Everyone was in bed.  The house was quiet.  I was semi-alone and I loved it.  But rather than exercise my brain or do something productive like laundry, I plopped myself down on the couch.  The couch is in front of the TV.  The remote lives on the couch and before I knew it, the remote was in my hand and I was existing in the time sucking world of TV where seconds magically morph into hours.   This is a dangerous place late at night especially with the DVR full of unwatched shows.

I am not a big TV viewer like my male counterpart but I do like my brain candy.  I was all prepared to have my eyes glaze over, my mouth relax in the open position and veg on some brain candy when I stumbled upon something. 

TLC….TLC Extreme Couponing episode.  I had never watched this show before but I was suddenly curious.  Coupons seem like a waste of precious time and chasing deals  that are over priced, filled with restrictions and basically non-existent.  And then there is always the cashier lady to deal with.  Usually old and irritable, she inspects each coupon thoroughly looking for any defect so she can rasp “this is NO good!” But by watching these individuals get incredible savings I became inspired. 

Inspired by the deals not the psychosis that some of the individuals displayed!  Have you watched that episode?  Toilet paper was described by one of the coupon clippers as “My pride and joy!”  [someone requires intervention time

Let’s face it, some of those people need HELP…the institutional kind with pharmaceutical therapy, group time and professionals in long white coats writing frantically on clipboards.

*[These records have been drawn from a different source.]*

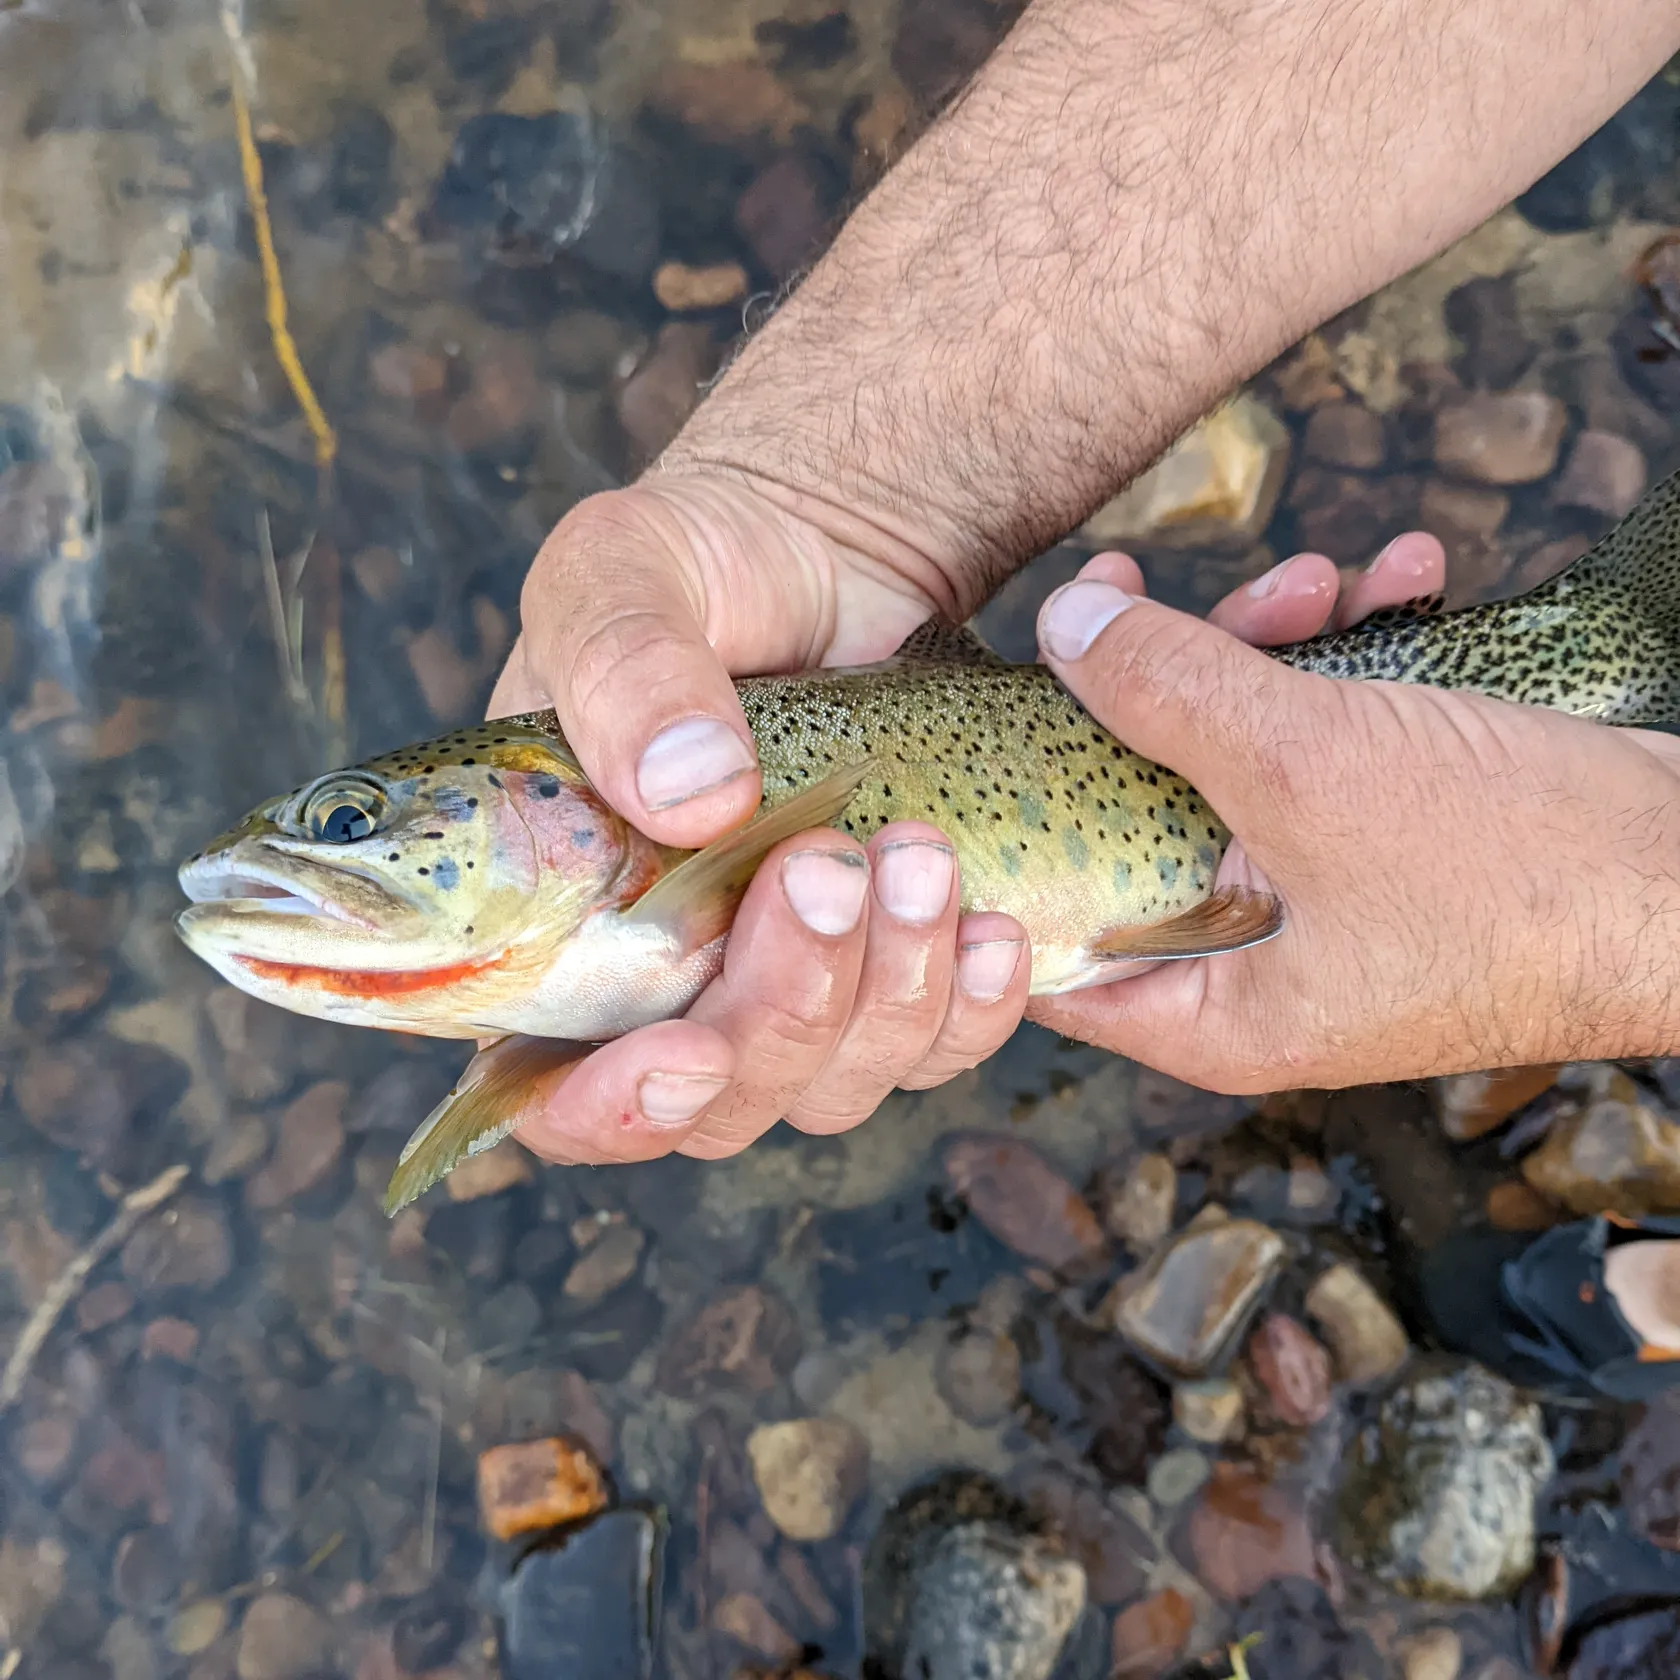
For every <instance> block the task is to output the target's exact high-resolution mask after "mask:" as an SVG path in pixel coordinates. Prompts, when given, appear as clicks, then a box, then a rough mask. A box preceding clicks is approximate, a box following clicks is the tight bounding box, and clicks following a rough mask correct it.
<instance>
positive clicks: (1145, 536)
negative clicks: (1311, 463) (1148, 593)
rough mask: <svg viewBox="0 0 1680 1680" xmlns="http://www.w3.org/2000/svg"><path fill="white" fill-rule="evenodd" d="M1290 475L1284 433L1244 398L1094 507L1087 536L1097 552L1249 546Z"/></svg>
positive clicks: (1239, 400) (1254, 538) (1182, 438)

So while I have no intention of going off the psychological deep end, I will devote some time to clipping coupons.  I have already started and it is surprisingly challenging.  My head is spinning and I have a gazillion flyers and coupons scattered all over the place.   I even key-napped my husband’s car keys to load him up with the recent reward cards obtained from the various stores.  So when you see the bulge in his pocket, don’t comment.  Resist the “Are you happy to see me or is that....” remark please.  Look away!

The stuff deals are made of

 

So send me some love and let me know the inside tips.  What has worked for you?  How do you survive the world of coupons.  Holla to Carrie who has already helped me a lot!!